Ein Beispiel für die vielen, kleinen Details: Die Wand zeigt die Schießerei der Bradley-Bande, bei der Pennywise schon Anfang des Jahrhhunderts seine Finger im Spiel hatte

Es ist ein wunderbarer Film über eine Kinderfreundschaft in den Achtzigern, über Außenseiter, Mobbing, Missbrauch – all die Dinge, die ein Kinderleben im Guten wie im Schlechten prägen. Und natürlich über ein transdimensionales Monster, dass diese Kinder bekämpfen wollen. Gesellschaftsdrama, Abenteuer, Monsterhorror. Für Fans harter Horror-Schocker mag Es sicherlich zu sanft bleiben (auch wenn die FSK-16-Freigabe gut ausgereizt wird), andererseits kann man Es so auch schauen, wenn man Horror eigentlich gar nicht mag, solange man sich von den anderen Themen des Films angesprochen fühlt.

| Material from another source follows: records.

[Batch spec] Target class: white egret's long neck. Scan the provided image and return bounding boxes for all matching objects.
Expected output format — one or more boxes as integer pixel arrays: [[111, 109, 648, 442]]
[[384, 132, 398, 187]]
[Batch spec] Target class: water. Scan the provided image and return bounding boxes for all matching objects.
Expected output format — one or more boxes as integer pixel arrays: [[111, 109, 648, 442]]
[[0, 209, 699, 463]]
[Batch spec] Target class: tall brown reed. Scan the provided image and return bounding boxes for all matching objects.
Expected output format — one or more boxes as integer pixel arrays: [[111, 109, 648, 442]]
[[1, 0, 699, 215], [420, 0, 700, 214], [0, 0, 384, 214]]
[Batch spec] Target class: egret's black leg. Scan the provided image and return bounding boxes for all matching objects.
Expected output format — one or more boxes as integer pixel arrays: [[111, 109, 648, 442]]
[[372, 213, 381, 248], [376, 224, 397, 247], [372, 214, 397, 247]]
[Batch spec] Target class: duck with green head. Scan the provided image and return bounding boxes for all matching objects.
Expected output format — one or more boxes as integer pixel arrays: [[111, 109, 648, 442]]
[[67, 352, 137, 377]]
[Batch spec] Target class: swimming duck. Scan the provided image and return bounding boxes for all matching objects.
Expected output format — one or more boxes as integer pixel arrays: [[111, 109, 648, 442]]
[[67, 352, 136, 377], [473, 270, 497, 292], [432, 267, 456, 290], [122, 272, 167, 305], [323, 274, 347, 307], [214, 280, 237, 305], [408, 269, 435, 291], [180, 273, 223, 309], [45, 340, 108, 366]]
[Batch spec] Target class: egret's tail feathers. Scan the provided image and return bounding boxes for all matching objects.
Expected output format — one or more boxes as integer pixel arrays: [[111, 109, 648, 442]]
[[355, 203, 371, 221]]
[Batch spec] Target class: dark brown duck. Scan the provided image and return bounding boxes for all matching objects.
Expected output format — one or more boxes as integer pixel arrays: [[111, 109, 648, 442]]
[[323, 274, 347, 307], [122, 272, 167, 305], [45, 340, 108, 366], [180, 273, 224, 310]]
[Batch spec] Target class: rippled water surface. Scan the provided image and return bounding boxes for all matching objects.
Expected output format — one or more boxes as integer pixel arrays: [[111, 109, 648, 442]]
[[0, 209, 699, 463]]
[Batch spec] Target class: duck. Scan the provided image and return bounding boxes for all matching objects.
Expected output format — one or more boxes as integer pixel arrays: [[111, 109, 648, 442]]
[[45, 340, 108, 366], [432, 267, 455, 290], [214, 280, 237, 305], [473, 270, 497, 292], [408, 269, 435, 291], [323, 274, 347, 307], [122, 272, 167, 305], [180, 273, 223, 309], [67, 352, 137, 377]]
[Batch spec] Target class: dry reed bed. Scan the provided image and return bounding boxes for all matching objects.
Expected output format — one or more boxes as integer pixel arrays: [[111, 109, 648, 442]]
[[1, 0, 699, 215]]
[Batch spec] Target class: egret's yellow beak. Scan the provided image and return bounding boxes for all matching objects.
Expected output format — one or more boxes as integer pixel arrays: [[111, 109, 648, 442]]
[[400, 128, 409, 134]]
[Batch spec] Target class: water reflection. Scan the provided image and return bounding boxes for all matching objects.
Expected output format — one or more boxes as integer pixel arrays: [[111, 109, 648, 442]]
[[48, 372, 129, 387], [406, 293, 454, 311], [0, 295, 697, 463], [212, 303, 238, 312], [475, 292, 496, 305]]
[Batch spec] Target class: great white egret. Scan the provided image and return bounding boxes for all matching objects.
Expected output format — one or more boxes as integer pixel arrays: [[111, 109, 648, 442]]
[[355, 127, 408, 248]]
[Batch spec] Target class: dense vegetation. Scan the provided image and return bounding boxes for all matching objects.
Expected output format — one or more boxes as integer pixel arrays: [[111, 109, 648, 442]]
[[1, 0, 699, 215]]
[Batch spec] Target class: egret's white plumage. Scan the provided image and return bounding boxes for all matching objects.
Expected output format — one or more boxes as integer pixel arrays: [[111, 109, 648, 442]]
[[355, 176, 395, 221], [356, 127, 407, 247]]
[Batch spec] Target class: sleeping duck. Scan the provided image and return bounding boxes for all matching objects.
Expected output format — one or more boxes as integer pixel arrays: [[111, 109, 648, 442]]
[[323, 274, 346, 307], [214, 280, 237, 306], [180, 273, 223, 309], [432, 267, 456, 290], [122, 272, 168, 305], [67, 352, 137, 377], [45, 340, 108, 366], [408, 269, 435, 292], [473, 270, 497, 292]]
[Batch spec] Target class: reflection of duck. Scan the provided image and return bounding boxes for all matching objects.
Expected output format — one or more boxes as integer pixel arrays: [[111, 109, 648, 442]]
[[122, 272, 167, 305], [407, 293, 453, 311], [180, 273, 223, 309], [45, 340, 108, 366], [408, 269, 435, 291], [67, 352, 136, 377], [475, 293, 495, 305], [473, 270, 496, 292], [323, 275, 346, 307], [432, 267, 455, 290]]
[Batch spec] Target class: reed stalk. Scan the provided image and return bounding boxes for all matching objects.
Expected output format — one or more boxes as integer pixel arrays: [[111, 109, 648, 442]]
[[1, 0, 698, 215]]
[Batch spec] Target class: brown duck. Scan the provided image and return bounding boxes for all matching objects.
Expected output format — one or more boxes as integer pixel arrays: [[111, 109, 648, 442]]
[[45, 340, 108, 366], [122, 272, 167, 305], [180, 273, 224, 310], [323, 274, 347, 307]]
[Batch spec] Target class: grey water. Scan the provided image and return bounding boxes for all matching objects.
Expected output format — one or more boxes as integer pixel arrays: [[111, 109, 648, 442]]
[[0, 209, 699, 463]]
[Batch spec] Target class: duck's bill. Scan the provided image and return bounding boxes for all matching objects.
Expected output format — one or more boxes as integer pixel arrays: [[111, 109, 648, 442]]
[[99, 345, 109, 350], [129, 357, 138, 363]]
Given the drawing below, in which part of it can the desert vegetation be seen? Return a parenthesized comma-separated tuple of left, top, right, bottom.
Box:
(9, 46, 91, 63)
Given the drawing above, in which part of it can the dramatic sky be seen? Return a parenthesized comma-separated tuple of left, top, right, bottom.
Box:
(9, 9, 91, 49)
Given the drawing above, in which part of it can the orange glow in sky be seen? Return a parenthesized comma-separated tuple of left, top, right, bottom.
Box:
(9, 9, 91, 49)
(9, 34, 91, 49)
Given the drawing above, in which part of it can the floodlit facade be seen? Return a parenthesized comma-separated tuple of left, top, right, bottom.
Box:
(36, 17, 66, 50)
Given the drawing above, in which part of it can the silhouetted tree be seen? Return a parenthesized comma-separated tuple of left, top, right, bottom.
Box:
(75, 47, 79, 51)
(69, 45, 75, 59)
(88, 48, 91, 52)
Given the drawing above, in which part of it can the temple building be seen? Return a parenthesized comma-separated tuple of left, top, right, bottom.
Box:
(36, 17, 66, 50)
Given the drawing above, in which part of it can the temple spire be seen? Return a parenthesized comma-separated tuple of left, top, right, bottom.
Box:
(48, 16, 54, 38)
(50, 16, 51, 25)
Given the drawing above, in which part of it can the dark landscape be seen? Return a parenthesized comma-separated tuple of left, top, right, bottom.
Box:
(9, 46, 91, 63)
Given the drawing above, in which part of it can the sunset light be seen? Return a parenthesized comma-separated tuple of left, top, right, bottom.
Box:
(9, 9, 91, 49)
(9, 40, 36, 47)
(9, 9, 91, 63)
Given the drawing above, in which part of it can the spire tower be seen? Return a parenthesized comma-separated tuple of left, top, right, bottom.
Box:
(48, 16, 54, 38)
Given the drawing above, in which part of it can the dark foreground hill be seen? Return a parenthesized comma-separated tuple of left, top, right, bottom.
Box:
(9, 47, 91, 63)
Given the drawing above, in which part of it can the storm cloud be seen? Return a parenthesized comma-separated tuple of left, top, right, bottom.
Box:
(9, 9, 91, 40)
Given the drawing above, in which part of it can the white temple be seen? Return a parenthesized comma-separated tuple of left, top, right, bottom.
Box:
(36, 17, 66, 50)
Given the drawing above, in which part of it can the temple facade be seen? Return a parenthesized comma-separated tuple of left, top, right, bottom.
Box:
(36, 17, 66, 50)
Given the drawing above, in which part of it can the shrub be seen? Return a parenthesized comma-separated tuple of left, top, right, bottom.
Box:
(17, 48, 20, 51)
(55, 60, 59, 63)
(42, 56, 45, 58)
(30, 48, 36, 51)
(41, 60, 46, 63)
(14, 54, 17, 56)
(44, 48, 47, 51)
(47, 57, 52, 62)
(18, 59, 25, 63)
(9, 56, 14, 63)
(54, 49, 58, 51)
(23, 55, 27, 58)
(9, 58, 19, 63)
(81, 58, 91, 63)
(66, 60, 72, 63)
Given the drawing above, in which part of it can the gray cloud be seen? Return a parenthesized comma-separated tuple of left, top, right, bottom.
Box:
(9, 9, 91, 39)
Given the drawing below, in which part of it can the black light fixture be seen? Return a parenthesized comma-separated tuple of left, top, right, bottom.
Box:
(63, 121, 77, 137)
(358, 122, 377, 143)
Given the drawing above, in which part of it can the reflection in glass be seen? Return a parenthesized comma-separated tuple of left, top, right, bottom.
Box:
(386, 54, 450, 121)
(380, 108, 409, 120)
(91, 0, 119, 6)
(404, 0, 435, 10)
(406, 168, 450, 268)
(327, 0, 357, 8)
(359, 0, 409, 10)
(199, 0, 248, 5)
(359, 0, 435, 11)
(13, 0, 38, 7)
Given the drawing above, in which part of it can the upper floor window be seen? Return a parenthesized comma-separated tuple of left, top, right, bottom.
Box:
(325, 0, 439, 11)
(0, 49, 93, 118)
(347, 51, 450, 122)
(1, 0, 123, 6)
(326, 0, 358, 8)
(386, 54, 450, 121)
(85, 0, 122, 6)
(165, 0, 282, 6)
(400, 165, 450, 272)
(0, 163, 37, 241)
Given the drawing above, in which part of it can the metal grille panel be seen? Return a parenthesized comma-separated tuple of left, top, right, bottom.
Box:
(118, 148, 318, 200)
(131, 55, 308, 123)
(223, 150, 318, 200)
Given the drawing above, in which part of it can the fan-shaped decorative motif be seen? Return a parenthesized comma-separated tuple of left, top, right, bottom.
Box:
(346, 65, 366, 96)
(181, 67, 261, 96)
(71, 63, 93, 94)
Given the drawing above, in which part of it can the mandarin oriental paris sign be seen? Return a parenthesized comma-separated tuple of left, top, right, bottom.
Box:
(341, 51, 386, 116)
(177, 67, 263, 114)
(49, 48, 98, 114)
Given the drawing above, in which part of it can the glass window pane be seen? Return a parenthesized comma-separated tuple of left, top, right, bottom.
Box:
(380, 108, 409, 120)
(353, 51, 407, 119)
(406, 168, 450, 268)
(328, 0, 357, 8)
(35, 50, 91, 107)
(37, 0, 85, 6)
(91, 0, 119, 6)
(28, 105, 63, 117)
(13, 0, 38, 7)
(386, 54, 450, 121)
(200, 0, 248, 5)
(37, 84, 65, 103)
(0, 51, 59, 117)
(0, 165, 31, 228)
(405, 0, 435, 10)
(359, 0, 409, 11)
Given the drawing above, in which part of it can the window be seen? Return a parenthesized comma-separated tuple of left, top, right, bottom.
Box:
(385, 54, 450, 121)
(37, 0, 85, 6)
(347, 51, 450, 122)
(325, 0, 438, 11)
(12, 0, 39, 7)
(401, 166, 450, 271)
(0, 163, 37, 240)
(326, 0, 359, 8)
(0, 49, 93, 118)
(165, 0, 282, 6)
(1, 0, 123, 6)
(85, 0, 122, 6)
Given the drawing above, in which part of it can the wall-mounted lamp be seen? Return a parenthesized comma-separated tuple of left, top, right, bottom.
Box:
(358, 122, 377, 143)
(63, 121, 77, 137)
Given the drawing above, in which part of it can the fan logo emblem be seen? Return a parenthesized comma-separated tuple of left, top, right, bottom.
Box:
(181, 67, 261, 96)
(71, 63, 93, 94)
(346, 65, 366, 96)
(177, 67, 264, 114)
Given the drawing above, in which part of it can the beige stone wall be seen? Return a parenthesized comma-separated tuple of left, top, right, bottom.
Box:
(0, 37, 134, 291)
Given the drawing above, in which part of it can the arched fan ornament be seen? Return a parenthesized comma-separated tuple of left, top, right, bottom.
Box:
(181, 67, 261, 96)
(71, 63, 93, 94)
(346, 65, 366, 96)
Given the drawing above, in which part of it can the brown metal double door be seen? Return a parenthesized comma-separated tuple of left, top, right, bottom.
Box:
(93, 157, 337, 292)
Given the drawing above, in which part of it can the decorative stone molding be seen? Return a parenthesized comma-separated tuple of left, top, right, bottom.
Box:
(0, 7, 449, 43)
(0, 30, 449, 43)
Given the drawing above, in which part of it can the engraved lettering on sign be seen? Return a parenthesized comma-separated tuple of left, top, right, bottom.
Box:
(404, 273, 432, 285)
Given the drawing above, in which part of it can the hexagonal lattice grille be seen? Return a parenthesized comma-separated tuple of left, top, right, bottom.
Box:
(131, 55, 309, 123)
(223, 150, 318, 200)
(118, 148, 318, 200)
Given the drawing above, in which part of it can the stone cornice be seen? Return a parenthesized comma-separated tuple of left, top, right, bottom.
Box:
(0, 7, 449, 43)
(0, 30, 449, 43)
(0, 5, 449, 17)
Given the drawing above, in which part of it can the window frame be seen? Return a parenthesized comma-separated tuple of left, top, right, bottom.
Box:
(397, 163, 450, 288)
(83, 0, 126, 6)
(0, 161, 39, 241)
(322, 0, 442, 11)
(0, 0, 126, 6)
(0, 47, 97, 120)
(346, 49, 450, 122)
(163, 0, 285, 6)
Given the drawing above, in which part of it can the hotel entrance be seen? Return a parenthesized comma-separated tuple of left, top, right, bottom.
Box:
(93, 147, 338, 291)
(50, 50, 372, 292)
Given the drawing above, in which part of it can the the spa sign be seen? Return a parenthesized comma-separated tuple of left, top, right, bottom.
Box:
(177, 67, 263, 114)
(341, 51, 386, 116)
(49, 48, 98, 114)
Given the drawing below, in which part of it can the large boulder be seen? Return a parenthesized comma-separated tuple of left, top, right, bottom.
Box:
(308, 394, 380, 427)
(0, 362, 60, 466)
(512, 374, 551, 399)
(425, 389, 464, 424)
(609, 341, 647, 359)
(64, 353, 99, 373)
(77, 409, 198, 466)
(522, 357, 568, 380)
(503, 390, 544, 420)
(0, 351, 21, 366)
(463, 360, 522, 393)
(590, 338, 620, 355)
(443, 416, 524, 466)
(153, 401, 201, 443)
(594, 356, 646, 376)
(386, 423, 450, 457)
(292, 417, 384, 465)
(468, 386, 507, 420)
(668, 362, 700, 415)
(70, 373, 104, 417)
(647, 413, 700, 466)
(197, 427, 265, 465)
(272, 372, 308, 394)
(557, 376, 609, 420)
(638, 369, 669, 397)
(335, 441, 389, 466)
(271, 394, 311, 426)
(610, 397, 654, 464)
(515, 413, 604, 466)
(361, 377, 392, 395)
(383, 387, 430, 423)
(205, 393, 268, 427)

Ich habe noch eine andere steile These: Dieser Film, der voll mit Grausamkeiten verschiedenster Art ist, ist letztenendes ausgerechnet dieses: ein schönes Märchen über die Macht der Freundschaft.

Es läuft seit dem 28. September 2017 in den deutschen Kinos.
Eine Heimvideo-Veröffentlichung ist für den 22. Februar 2018 geplant.
Der zweite Teil soll am 6. September 2019 folgen.

Die Romanvorlage ist seit 2011 in einer neuen, vollständigen Übersetzung von Joachim Körber und Alexandra von Reinhardt als Taschenbuch im Verlag Heyne erhältlich.
Eine ungekürzte, von David Nathan gelesene Hörbuch-Fassung liegt als Download bei Audible und als CD bei Random House Audio vor.